Currently, the process consists of:
- Fetching an existing dataset from a remote url, verifying dataset integrity (sha-256), unzipping dataset
- Identifying organizational structure of dataset (this is not easily automated since there isn't a standard way to organize large datasets)
- Defining Hub schema for dataset (which can be challenging if the abstract data structure does not exist already, eg DataFrame)
- Pushing dataset to a Hub repo (or another location, whether local or another remote store)
We would like to abstract away as many steps as possible. Examples include schema generation and higher level dataset objects.
"Data Out" features help users stream data from Hub. New features should meaningfully improve performance (benchmarking scripts can be found here.
Currently, the process consists of:
- Locating the relevant dataset on Hub
- Applying transformations (perhaps PyTorch transforms)
- Fetching relevant slices from dataset (ie for some downstream task, such as model training)
Examples include tokenization and subsampling.

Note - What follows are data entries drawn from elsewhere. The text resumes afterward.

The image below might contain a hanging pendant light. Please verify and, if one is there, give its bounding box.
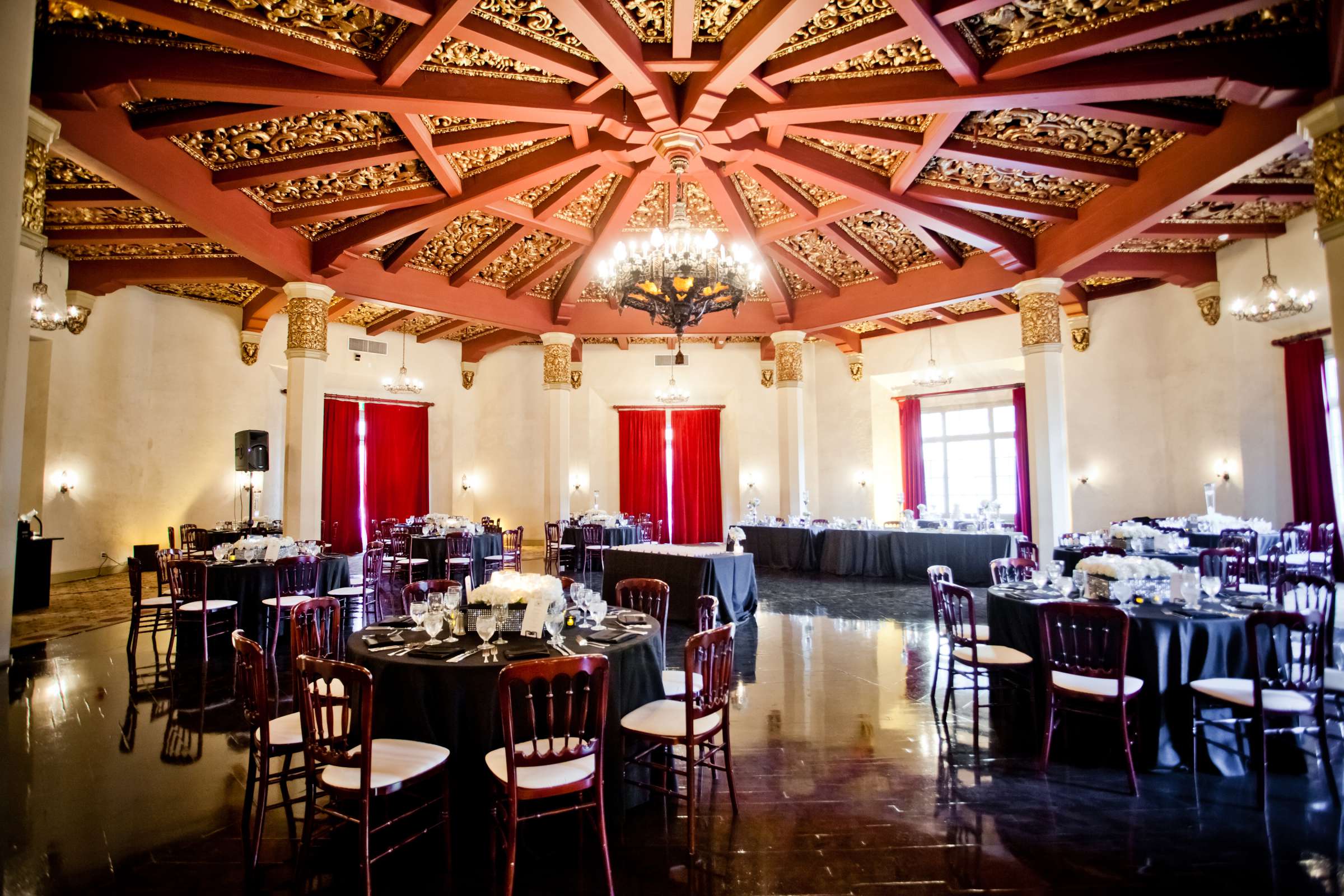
[383,329,424,395]
[913,326,951,388]
[1231,196,1316,324]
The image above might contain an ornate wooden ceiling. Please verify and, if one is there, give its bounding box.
[34,0,1340,357]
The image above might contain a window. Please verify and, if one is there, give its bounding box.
[920,403,1018,520]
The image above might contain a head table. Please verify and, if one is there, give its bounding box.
[987,583,1304,775]
[346,622,664,850]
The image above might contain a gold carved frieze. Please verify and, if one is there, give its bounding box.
[774,343,802,384]
[555,172,621,227]
[171,109,402,171]
[792,38,942,83]
[472,0,598,62]
[776,230,872,286]
[409,211,510,277]
[476,230,570,289]
[730,171,794,228]
[542,344,571,388]
[769,0,893,59]
[285,297,328,352]
[953,109,1182,166]
[917,157,1106,208]
[837,211,938,272]
[1018,293,1059,348]
[243,158,434,212]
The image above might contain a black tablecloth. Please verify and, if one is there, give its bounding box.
[206,553,349,640]
[346,623,664,849]
[742,525,817,572]
[819,529,1014,584]
[602,549,757,624]
[1054,542,1199,575]
[988,589,1303,775]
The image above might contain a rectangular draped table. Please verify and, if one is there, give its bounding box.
[602,544,757,623]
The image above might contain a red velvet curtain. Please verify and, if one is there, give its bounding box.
[323,398,364,553]
[1012,385,1031,542]
[619,411,668,540]
[672,408,723,544]
[364,402,429,522]
[897,398,925,516]
[1284,338,1340,568]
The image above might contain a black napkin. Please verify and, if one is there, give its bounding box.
[587,629,640,643]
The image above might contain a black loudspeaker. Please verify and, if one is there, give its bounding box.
[234,430,270,473]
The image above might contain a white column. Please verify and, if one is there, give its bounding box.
[542,333,574,522]
[1297,97,1344,422]
[770,329,808,517]
[283,282,332,539]
[1014,277,1072,552]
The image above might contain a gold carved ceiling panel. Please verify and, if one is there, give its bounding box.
[776,230,872,286]
[555,171,621,227]
[953,109,1182,166]
[409,211,510,277]
[242,158,434,212]
[917,157,1106,208]
[169,109,403,171]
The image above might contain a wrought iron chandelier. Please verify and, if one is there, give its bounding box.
[913,326,951,388]
[597,156,760,336]
[383,330,424,395]
[1231,196,1316,324]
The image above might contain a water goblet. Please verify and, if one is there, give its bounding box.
[424,607,444,645]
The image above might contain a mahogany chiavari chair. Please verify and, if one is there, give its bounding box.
[295,654,453,896]
[326,542,383,624]
[1038,600,1144,796]
[485,654,615,896]
[261,553,321,656]
[989,558,1038,584]
[232,630,304,880]
[127,558,172,657]
[933,577,1035,748]
[168,560,238,662]
[1189,612,1340,809]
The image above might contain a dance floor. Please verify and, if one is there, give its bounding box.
[0,564,1341,896]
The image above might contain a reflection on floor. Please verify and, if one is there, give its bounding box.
[0,573,1340,896]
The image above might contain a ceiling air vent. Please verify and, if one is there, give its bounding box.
[349,338,387,354]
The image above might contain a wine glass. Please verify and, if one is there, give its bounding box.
[444,584,463,643]
[476,613,494,647]
[424,607,444,645]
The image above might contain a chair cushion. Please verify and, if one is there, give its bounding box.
[1049,671,1144,697]
[951,643,1031,666]
[321,738,447,790]
[178,600,238,613]
[662,669,704,697]
[253,712,304,747]
[1189,678,1316,713]
[621,700,723,740]
[262,594,312,607]
[485,738,597,790]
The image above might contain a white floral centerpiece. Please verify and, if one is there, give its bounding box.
[470,570,564,604]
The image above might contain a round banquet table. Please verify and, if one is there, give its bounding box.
[346,620,664,849]
[987,586,1305,775]
[203,553,349,641]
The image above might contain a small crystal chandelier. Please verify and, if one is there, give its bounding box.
[383,330,424,395]
[913,326,951,388]
[653,374,691,404]
[28,250,66,330]
[1231,196,1316,324]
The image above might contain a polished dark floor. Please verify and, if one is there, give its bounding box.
[0,573,1341,896]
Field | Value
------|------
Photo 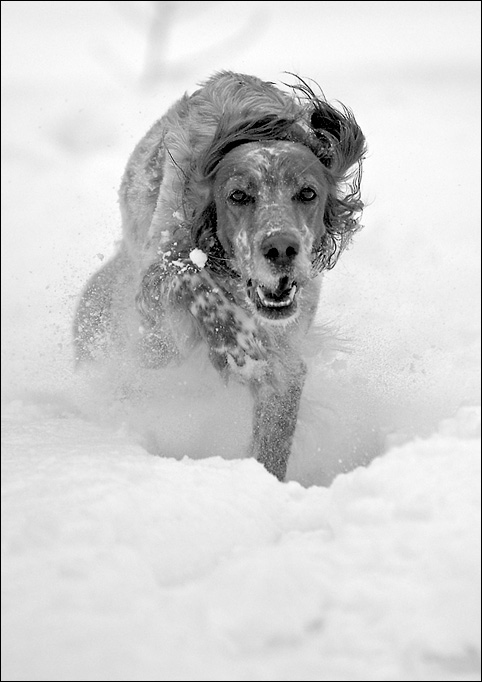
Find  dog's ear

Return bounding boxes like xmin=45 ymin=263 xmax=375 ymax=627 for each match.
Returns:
xmin=290 ymin=74 xmax=365 ymax=175
xmin=310 ymin=98 xmax=366 ymax=179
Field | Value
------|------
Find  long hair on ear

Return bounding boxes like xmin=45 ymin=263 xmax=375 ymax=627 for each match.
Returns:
xmin=184 ymin=76 xmax=365 ymax=270
xmin=290 ymin=74 xmax=366 ymax=270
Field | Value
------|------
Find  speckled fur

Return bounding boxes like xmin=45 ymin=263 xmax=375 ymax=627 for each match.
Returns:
xmin=74 ymin=72 xmax=364 ymax=480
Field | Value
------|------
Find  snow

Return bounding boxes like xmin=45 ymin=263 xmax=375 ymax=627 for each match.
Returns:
xmin=189 ymin=249 xmax=208 ymax=270
xmin=2 ymin=1 xmax=480 ymax=680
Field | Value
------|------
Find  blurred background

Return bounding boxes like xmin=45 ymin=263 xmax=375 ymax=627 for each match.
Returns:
xmin=2 ymin=0 xmax=480 ymax=472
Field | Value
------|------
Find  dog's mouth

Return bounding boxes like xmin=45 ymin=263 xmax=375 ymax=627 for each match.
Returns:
xmin=247 ymin=277 xmax=298 ymax=321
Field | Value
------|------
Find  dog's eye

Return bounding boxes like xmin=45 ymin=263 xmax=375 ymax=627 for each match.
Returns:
xmin=229 ymin=189 xmax=251 ymax=204
xmin=296 ymin=187 xmax=316 ymax=202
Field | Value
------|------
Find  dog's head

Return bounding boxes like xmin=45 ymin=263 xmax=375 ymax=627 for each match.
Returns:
xmin=191 ymin=81 xmax=364 ymax=321
xmin=213 ymin=140 xmax=328 ymax=321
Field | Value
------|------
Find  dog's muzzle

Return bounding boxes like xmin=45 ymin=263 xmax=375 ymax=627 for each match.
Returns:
xmin=247 ymin=276 xmax=298 ymax=322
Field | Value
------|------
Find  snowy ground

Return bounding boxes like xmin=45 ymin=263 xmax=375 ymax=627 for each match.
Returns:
xmin=2 ymin=1 xmax=480 ymax=680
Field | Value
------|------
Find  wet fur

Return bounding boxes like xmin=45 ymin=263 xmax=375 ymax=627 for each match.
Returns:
xmin=74 ymin=72 xmax=364 ymax=480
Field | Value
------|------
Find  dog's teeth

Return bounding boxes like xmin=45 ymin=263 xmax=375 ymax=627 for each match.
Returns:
xmin=256 ymin=284 xmax=296 ymax=308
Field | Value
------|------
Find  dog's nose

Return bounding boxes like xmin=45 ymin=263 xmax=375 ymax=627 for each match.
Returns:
xmin=261 ymin=232 xmax=300 ymax=266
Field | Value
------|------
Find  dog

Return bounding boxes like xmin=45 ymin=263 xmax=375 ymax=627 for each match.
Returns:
xmin=74 ymin=71 xmax=365 ymax=481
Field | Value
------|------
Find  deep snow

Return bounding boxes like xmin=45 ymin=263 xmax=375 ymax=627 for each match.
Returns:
xmin=2 ymin=2 xmax=480 ymax=680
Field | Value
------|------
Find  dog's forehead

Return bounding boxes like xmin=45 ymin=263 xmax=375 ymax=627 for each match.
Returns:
xmin=219 ymin=140 xmax=323 ymax=177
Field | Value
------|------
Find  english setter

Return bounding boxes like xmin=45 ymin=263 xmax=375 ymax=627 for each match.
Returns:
xmin=74 ymin=72 xmax=365 ymax=480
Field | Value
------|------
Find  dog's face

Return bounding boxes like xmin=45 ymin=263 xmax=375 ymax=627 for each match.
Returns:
xmin=214 ymin=141 xmax=328 ymax=322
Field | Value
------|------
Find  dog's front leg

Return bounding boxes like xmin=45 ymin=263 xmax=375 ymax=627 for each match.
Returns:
xmin=136 ymin=252 xmax=268 ymax=372
xmin=252 ymin=361 xmax=306 ymax=481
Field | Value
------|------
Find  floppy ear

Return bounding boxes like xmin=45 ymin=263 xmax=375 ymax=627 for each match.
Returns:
xmin=290 ymin=74 xmax=366 ymax=175
xmin=310 ymin=98 xmax=366 ymax=179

Anyone from the community can add a new proposed project to the roadmap:
- By adding a new issue in the repo
- Add the issue to the project board
When a new project is created, it will be placed in the Discussion column, where it receives feedback from the community and core maintainers (@AbhinavTuli, @davidbuniat, @edogrigqv2, @kristinagrig06, @haiyangdeperci, @mynameisvinn, @mikayelh).
For a project to happen (in other words, get "prioritized" in the roadmap), three things need to be in place:
- The scope is clear enough to understand the functional benefits and user impact on a high level
- A community member (ideally the proposer) is willing to dedicate the effort and resources to make the project happen
- A core maintainer is willing to sponsor the project - that is, define scope, write corresponding unit tests, and review PR
When these conditions are met, the card is moved to the Committed column. The subsequent In Development and Done columns indicate the development status.